‘One Night In Miami’ True Story: How Accurate Is the Amazon Film?

One Night in Miami..., which began streaming on Amazon Prime today, seamlessly blends fact and fiction. While that makes for an educational and entertaining story, it can also lead to some confusion. To quote Oprah Winfrey: What is the truth?

Originally written as a play by Kemp Powers, the film tells the story of a historic meeting between Malcolm X (played by Kingsley Ben-Adir), Muhammad Ali (Eli Goree), Jim Brown (Aldis Hodge), and Sam Cooke (Leslie Odom Jr.), the night after Ali won the heavyweight title over Sonny Liston. The film adaptation, directed by Regina King in her directorial debut, is educational, intriguing, and moving. In King and Powers’s hands, four legends become four humans debating their worldviews. Though the stakes couldn’t be higher, it also feels like a night with your buddies—if your buddies were thoughtful, brilliant leaders, artists, and champion athletes, that is.

Here’s everything you need to know about the One Night in Miami… true story.

Is One Night In Miami based on a true story?

Yes. Though it is a “fictionalized account,” both the play and film version of One Night in Miami are based on a night that really did happen. Activist Malcolm X, boxer Muhammad Ali (then known as Cassius Clay), musician Sam Cooke, and NFL footballer Jim Brown were friends in real life. All were present when Clay won the world heavyweight title on February 25, 1964, in Miami Beach, Florida. The men did go back to the Hampton House Hotel to celebrate, but much of what happens next in the film is a combination of speculative fiction interwoven with historical fact.

What is the One Night in Miami true story? How accurate is One Night in Miami?

After Cassius Clay’s historic win over Sonny Liston on February 25, 1964, the boxer went back to the Hampton House Hotel, a hotel where many African-Americans who visited the segregated Miami stayed. Malcolm joined Clay in his celebrations, and you can find a lot of great photos of Clay eating ice cream and Malcolm X snapping photos from that night. That’s a fact.

What’s less clear is whether Malcolm X, Clay, Cooke, and Brown all went back to Clay’s hotel room for a quiet night before the ice cream–eating celebrations, as depicted in Power’s play. Though many have suggested that detail is true, I had trouble finding a concrete source for it. Nonetheless, the four men were, at the very least, present at the hotel. The dialogue that Powers imagines for them is pure speculation. Did Malcolm X and Clay fight over Clay’s decision to convert to Islam? Did Sam Cooke and Malcolm X really fight over the best way to use their respective platforms? Did Jim Brown offer his musings on the nature of colorism within racism? Those are questions we don’t have answers to.

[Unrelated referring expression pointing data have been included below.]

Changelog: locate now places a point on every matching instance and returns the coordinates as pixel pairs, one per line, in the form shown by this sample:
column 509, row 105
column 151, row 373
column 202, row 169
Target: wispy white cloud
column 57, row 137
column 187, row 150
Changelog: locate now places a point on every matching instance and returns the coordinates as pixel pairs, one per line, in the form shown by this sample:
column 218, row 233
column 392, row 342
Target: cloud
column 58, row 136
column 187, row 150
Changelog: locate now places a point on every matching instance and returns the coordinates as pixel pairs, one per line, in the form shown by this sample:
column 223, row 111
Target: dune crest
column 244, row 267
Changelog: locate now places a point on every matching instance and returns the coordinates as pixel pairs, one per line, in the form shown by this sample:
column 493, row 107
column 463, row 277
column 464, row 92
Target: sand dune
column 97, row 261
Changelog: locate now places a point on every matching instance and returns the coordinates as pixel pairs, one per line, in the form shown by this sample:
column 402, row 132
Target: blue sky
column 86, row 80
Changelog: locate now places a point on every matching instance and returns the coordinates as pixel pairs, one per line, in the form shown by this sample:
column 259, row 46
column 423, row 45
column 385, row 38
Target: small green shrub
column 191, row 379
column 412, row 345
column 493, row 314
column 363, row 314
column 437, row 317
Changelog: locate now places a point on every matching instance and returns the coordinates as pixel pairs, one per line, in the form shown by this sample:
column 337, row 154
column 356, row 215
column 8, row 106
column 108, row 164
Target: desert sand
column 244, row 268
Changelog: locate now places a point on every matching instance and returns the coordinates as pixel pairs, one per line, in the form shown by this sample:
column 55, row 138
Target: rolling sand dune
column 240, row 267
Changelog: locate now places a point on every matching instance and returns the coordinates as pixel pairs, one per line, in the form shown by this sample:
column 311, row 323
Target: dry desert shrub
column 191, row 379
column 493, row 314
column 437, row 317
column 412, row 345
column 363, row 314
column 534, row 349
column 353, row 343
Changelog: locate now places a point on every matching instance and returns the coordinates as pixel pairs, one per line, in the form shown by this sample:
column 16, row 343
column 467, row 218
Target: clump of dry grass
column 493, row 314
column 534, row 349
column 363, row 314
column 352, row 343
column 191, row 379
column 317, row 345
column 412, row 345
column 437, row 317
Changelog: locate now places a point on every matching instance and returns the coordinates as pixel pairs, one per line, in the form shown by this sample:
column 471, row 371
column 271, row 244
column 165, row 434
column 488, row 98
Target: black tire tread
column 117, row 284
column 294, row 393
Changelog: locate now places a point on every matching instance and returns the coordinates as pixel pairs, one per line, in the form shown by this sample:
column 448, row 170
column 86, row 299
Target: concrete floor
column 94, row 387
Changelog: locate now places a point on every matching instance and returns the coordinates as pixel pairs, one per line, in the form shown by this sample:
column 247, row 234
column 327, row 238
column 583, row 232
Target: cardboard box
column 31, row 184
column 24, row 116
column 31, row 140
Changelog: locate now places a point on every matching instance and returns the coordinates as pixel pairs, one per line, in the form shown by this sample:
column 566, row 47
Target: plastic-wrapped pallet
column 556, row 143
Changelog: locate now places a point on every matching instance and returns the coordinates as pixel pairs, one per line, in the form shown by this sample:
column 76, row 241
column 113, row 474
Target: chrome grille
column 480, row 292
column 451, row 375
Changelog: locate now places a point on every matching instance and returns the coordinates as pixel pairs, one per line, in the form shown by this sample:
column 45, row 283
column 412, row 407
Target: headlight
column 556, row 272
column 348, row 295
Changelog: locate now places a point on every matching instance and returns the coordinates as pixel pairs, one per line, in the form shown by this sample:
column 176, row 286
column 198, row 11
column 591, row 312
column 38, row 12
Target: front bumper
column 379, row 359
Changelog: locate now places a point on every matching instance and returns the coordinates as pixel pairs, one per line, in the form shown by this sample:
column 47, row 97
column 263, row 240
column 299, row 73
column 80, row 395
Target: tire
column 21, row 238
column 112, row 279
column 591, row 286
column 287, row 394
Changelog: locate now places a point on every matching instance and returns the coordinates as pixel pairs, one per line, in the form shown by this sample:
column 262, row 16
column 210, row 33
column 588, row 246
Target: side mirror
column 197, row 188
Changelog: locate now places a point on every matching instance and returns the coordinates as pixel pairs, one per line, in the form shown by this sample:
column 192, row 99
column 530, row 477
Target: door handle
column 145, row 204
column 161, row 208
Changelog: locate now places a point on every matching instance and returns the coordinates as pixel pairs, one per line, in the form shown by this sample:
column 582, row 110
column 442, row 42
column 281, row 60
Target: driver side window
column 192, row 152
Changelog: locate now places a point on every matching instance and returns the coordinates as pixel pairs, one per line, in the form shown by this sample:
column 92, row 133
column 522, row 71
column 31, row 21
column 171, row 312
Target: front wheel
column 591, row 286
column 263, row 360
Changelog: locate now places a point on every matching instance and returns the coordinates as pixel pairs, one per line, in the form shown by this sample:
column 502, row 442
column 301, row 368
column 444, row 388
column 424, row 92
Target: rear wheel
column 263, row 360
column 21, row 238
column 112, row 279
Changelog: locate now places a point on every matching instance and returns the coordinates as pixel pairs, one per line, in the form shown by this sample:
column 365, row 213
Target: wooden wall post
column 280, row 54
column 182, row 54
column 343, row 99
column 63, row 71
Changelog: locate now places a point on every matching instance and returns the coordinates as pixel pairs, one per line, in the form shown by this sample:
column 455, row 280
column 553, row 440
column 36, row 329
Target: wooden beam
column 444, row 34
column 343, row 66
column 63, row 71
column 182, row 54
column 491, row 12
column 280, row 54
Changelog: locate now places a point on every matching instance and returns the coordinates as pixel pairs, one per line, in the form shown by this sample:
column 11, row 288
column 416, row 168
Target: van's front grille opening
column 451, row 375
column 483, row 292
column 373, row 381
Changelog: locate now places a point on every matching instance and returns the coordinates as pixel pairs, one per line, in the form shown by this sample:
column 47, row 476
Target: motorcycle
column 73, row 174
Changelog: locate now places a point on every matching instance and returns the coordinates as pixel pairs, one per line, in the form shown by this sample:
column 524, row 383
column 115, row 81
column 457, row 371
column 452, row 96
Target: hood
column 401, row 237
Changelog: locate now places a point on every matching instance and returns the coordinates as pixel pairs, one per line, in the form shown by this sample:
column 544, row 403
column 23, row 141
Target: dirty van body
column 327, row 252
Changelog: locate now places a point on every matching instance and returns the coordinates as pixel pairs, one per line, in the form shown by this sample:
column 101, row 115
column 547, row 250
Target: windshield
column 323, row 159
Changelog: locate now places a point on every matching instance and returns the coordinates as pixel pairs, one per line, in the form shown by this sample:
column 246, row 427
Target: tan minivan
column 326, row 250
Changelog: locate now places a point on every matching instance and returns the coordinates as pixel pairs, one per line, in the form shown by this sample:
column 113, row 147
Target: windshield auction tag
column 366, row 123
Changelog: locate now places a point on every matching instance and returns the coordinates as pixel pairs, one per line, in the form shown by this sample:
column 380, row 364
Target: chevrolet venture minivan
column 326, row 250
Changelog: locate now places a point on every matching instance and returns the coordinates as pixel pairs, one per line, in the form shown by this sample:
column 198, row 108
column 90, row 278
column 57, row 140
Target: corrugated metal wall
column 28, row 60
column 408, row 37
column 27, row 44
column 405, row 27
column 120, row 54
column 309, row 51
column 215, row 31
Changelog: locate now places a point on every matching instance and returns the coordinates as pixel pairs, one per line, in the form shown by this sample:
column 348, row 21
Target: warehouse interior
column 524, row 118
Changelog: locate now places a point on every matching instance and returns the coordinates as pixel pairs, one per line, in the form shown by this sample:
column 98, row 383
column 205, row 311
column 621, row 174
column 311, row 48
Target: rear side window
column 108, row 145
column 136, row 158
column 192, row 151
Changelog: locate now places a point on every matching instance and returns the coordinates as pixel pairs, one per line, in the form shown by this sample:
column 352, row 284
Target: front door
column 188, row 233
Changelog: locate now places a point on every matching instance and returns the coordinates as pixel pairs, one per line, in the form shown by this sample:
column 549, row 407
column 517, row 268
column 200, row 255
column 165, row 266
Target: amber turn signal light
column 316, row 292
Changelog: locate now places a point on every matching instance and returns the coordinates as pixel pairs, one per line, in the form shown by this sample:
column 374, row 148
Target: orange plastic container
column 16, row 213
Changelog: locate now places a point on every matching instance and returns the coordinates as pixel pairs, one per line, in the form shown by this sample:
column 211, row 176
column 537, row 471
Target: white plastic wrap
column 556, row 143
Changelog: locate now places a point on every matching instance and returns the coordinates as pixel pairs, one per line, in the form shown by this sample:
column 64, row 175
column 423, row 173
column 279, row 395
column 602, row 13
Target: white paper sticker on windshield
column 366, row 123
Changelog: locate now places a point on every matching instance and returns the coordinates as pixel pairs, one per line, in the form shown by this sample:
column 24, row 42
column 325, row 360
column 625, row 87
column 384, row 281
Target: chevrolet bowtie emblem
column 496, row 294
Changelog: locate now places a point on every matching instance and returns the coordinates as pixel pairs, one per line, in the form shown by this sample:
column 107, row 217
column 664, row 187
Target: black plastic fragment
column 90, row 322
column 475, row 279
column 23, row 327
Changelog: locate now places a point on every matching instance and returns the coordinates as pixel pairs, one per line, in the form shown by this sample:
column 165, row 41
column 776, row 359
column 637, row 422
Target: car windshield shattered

Clay really did announce his decision to become a Muslim soon after his fight, though according to the New York Times, that happened a few days later, and not the very next day, as we see in the film. The throughline of Malcolm X’s decision to leave the Nation of Islam, and the threats he received from the organization because of that, is also true: Malcolm X was eventually shot and killed by a member of the Nation in New York City, one year later. Tragically, Sam Cooke was also shot and killed less than a year later, by a motel manager who claimed to be acting in self-defense, but whose account was heavily disputed.

A few months after that night in Miami, Cooke released a live album, Sam Cooke at the Copa. According to Slate, he did in fact sing “A Change Is Gonna Come” on The Tonight Show, as shown in the movie, but the recording has been lost. However, that same Slate article points out that Bob Dylan’s version of “Blowin’ in the Wind” had not yet been released by February 25, 1964, and also takes issue with the misleading notion that Cooke had not yet been political before that Tonight Show appearance.

“The movie has to mischaracterize Cooke’s previous career in order to make ‘Change’ seem like a bigger leap than it was,” writes Jack Hamilton. “For starters, the two recordings of Cooke’s that Malcolm plays are the aforementioned ‘You Send Me’ and Cooke’s version of ‘For Sentimental Reasons,’ both of which were recorded in 1957, seven years prior to the events of the film.”

So, not everything in One Night In Miami is based on facts. Still, it’s a great watch; an opportunity to spend an imagined two hours with four historic figures. Until someone figures out time travel, that experience is never going to be completely accurate.